If the rescheduled job is picked up by another worker, and the first worker completes it after the timeout, but before the second worker completes it, then it will be completed. The two workers who have both activated it are in a race to complete.

The first worker cannot fail the job after its timeout, but it can complete.

When whichever worker comes in second with the completion tries to complete it, it will receive an error response from the broker: “Job X not found”

Xu Cao: Thank you @Josh Wulf for a quick response! hmmm but that’s what I expected it to function. We have long running jobs so the task might be a prerequisite for other tasks to continue processing. So what we want or expect if this task is timed out, throw timeout exception and exit the workflow cause there is no point to going further if this task failed b/c of time out. I think it’s very valid normal use case. Does it make sense to you?

Josh Wulf: Put the whole thing in a sub-process, and put a boundary interrupt timer on that. This allows you to specify an overall process timeout: “OK, this whole thing took too long

Josh Wulf: Like this:

Josh Wulf: Is that what you are after?

Xu Cao: sort of. here is my workflow:

Josh Wulf: You could also do it per-task:

Xu Cao: notice the prepare variant task? it’s the prerequisite for all the following tasks in parallel. so I think I could try your idea to wrap that task with an interrupt timer boundary and see if it throws timeout error and exit the whole flow

Xu Cao: thanks for the idea. will try out. I’m brand new in zeebe. do you have a sample code somewhere to create a sub-process and add a timer to it?

Josh Wulf: That’s it

Josh Wulf: There is no code

Josh Wulf: I’m not sure on the timer resolution - it may have the same issue as the job activation timeout.

Xu Cao: I see. so I just use the modeler to do that?

Josh Wulf: Yes, exactly

Josh Wulf: What time duration are you looking at for the first task?

Xu Cao: it could be a bug as well:

Xu Cao: I don’t know yet. we still defining the requirement. it could be under 1 min or a few min or hours or even weeks

Xu Cao: we are POC with zeebe and prototyping our new workflow system

Josh Wulf: I think you want the timer interrupt

Xu Cao: got it. will try it out. Thanks Josh!

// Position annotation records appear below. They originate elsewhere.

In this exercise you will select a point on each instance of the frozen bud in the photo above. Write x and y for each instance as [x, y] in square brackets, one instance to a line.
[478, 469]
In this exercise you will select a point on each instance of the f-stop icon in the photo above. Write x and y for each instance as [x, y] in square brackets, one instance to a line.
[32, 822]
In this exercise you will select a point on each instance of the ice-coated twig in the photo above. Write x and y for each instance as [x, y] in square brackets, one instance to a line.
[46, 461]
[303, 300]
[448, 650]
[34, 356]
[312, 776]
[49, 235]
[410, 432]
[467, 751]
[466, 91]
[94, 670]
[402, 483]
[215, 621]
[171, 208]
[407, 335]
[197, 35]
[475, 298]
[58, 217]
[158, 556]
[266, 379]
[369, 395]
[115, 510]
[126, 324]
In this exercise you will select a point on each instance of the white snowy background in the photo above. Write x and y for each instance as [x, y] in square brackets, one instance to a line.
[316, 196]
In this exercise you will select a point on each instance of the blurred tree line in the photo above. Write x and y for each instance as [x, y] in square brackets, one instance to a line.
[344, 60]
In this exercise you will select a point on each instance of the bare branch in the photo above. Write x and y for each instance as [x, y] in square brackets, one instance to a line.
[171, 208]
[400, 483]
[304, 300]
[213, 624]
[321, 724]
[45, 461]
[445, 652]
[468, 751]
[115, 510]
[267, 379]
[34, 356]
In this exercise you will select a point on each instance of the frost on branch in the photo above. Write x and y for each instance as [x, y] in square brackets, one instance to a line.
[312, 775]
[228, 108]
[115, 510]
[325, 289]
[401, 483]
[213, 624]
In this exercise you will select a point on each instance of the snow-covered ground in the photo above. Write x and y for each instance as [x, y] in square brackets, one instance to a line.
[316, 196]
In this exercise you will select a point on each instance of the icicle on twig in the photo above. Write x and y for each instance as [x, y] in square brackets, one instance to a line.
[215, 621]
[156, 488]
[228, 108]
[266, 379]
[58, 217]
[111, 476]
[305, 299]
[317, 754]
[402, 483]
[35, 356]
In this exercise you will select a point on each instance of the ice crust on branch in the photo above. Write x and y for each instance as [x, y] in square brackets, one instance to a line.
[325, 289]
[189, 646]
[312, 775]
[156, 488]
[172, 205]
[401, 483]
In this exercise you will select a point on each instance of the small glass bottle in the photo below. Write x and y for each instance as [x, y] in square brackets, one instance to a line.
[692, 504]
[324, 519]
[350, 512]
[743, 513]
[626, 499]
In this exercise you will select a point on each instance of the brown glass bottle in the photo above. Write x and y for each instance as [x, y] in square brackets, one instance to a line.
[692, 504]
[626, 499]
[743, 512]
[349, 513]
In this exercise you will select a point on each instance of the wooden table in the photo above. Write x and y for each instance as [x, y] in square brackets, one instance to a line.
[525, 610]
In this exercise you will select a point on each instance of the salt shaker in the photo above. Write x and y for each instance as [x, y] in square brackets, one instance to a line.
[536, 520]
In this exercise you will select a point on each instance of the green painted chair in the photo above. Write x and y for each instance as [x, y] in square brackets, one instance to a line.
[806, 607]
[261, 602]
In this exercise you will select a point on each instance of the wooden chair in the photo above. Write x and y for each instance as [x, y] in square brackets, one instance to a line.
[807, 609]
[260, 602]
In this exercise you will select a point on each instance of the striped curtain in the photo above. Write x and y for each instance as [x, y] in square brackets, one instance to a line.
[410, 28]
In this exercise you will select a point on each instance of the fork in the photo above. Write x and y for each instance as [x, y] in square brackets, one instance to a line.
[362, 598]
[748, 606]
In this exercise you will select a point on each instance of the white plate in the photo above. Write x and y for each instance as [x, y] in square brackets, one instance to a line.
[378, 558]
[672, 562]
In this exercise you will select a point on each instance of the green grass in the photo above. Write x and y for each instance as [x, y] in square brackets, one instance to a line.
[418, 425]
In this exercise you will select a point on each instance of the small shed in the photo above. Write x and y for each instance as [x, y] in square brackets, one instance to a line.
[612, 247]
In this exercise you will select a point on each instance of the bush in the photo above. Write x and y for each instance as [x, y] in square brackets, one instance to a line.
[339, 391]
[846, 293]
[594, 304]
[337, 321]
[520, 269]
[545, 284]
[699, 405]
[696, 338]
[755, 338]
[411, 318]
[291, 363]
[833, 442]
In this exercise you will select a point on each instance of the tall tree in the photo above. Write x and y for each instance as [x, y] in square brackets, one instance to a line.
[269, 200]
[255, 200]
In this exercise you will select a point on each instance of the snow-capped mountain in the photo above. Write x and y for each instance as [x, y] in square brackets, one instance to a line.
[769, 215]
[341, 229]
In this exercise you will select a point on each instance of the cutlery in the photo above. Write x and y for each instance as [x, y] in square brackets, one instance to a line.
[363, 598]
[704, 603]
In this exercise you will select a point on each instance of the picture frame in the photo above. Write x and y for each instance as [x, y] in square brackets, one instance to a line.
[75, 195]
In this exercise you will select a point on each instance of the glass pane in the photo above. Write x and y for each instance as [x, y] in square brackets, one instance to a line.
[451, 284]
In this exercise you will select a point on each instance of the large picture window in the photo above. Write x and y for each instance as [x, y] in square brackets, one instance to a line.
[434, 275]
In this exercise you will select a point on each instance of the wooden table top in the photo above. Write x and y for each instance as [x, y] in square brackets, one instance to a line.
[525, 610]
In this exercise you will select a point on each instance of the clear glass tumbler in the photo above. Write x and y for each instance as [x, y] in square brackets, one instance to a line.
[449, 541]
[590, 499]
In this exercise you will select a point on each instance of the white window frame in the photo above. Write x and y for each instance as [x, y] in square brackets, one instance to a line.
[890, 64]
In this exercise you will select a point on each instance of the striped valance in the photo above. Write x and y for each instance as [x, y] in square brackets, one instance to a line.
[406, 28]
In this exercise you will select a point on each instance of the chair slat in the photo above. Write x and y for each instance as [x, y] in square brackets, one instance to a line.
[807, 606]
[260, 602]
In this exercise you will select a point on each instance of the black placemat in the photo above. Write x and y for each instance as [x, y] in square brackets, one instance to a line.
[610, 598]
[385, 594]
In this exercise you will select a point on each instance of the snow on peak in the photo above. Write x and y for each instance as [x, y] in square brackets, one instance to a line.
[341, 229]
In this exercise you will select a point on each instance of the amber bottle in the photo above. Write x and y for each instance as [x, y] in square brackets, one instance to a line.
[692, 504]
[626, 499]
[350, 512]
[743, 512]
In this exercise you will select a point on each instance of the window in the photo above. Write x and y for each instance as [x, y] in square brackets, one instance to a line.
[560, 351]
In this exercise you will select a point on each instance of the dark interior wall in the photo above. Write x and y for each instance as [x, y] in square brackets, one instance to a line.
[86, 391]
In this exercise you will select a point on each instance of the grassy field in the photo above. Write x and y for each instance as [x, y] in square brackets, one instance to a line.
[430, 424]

Josh Wulf: The job activation is a contract between a worker and the broker for a single unit of work, a job. If the worker fails, then the broker doesn’t hear back from it - and when that contracted time expires, the broker makes the job available to any other worker that is asking for jobs.

When you want to kill the entire process when a unit of work is not completed in time, then a timer interrupt to an end event will do it.

One thing to note: this makes your worker failure invisible. If the workflow is failing because all the workers are dead, modelling it like this will just make all your workflows time out and end, whereas setting retries to 1 for that task will cause the workflow to raise an incident if it is not completed in time.

With a timeout handler, you can raise some kind of custom notification via that worker (like Slack or Pushover) - and if that task times out, then an incident will be raised when it runs out of retries.

Note: This post was generated by Slack Archivist from a conversation in the Zeebe Slack, a source of valuable discussions on Zeebe (get an invite). Someone in the Slack thought this was worth sharing!

If this post answered a question for you, hit the Like button - we use that to assess which posts to put into docs.

Similar question

1 Like

Xu Cao: @Josh Wulf I tested out your suggestion yesterday and it seemed worked except when I flipped to the positive case the timer still ended the flow. I expected it to proceed with the rest tasks and finish the workflow successfully. something is still off

Josh Wulf: Please post a picture of the relevant part of your model.